Elsewhere, the minutes signaled that ECB officials were reasonably optimistic that the eurozone was on track for a moderate economic upswing and slow buildup in inflation. Consumer prices were up 0.2% on an annual basis last month, far below the ECB's target of near 2%.

Consumer prices had contracted in late 2014 and the early months of this year. That prompted the ECB to announce in January a bond purchase program totaling over €1 trillion ($1.1 trillion) that was launched in March and is due to run at least through September 2016.

"All in all, the euro area economy was seen to be moving in the right direction and inflation was also improving," the minutes stated, adding that this outlook depended on the full implementation of the ECB's stimulus measures.

Officials also highlighted the decisive importance of broader economic reforms and strong tax and spending policies to boost the region's growth potential. "There was no room for complacency," the minutes said.

Although Mr.
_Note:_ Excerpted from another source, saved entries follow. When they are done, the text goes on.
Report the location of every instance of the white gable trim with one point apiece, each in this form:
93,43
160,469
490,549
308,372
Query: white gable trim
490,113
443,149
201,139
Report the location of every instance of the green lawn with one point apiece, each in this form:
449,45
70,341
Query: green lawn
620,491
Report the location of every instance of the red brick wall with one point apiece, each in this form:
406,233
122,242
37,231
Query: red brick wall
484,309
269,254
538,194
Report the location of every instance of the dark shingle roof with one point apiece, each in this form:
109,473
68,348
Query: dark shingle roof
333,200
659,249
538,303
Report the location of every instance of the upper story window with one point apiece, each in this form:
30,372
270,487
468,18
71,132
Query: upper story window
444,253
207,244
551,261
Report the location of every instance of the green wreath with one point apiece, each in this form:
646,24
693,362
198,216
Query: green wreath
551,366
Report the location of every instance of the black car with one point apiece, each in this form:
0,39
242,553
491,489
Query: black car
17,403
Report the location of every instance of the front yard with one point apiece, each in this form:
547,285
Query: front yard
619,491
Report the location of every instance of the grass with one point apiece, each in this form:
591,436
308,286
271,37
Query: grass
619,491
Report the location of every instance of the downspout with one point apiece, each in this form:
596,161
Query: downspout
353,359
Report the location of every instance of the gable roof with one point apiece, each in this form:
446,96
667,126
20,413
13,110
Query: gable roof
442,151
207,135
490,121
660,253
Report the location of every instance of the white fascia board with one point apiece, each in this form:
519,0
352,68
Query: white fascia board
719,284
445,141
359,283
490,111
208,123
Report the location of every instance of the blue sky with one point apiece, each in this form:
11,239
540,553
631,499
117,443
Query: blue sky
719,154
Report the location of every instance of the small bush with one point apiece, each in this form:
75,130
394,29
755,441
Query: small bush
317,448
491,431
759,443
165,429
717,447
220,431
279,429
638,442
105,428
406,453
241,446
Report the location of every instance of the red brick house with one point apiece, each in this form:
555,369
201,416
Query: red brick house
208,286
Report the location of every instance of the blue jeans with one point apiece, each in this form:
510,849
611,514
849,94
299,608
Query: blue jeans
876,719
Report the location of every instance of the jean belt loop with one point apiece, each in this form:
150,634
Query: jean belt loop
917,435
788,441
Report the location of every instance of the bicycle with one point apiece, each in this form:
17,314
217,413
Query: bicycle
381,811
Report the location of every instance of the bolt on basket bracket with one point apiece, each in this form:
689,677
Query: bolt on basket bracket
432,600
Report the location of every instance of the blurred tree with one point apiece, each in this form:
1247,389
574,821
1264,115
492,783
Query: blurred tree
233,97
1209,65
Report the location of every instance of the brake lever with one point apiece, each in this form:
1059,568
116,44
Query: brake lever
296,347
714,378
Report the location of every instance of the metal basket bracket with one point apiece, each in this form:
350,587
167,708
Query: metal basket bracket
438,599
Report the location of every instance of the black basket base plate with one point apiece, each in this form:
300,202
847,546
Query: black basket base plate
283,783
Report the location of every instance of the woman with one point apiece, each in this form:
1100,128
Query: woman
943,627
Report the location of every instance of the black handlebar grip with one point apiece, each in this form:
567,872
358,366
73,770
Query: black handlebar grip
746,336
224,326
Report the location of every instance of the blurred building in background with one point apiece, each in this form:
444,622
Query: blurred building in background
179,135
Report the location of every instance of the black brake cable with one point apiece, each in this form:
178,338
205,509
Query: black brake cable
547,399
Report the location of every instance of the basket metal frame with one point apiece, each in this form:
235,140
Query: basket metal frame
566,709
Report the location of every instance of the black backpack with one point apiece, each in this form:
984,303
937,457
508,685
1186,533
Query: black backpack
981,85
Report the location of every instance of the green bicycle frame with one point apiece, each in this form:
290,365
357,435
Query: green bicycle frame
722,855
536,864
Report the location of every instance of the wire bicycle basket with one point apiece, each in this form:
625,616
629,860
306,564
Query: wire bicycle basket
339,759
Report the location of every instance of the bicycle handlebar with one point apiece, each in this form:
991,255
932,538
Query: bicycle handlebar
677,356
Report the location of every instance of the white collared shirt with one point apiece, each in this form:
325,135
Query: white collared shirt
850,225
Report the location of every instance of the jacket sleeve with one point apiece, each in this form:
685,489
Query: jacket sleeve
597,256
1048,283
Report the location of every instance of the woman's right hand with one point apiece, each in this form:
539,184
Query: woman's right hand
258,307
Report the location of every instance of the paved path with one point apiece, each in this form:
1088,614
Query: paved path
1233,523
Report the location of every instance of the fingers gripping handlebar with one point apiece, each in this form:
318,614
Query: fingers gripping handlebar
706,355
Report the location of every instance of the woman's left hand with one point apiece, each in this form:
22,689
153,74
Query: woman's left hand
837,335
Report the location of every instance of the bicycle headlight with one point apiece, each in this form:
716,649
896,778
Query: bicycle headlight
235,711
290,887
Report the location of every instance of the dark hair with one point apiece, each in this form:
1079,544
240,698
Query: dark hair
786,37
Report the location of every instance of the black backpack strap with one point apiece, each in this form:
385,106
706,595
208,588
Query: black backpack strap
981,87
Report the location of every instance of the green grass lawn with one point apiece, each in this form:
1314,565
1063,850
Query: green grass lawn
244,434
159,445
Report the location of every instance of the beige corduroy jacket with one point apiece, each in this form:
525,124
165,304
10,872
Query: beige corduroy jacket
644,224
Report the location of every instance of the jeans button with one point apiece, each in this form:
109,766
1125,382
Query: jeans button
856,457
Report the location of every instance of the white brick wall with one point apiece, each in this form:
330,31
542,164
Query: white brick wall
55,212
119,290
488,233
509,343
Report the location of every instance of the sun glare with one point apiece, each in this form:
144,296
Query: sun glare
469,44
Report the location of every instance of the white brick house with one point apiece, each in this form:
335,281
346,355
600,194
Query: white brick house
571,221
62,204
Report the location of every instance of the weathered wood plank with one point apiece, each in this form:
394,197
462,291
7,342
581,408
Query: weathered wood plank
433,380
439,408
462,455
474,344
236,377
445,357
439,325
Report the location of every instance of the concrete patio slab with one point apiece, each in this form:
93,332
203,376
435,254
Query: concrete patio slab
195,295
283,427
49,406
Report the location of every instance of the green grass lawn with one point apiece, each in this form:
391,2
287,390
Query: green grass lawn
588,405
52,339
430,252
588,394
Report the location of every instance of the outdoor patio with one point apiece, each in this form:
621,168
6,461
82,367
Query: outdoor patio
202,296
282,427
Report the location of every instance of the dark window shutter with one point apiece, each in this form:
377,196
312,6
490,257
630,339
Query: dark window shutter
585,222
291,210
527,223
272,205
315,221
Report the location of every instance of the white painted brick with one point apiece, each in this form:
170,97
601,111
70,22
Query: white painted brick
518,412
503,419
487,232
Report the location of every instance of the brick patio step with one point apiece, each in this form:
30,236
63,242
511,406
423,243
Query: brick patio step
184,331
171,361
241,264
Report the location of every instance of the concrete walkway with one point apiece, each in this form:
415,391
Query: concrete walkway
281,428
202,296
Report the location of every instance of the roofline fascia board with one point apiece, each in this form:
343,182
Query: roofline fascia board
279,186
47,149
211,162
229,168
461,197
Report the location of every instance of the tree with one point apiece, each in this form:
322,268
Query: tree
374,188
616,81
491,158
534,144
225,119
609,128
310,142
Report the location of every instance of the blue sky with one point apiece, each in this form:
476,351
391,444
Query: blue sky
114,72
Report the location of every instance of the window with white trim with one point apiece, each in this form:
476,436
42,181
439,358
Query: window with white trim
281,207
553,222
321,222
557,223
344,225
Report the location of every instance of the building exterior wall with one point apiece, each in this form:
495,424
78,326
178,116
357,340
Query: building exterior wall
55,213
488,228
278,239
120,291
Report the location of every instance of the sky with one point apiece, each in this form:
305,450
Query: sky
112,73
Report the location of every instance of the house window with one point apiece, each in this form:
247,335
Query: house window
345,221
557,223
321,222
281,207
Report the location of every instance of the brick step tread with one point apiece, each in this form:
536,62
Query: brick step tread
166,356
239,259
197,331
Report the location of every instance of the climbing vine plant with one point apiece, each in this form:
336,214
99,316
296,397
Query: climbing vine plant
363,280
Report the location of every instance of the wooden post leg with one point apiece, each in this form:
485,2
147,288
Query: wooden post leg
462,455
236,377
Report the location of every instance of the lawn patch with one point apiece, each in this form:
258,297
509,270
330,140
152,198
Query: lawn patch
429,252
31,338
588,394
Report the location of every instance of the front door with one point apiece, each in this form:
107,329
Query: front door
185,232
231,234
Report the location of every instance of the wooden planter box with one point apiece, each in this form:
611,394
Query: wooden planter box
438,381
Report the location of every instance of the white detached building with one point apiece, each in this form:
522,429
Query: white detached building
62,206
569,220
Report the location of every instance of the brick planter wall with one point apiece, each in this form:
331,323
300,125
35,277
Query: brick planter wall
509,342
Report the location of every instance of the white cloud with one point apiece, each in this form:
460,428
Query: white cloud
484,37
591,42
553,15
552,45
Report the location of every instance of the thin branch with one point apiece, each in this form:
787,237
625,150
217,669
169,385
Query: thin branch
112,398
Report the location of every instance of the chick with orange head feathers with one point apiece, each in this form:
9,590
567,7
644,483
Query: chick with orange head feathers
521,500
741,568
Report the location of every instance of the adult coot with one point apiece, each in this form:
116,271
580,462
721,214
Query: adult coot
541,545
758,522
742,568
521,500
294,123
Draghi's postmeeting news conference on June 3 was dominated by questions about Greece, there was no specific mention of Greece in the meeting minutes, suggesting the topic didn't dominate the discussions.

There was, however, one reference to "prevailing geopolitical risks and continued uncertainty about the outcome of negotiations between one euro-area government and its official creditors were also seen as likely sources of market uncertainty and volatility."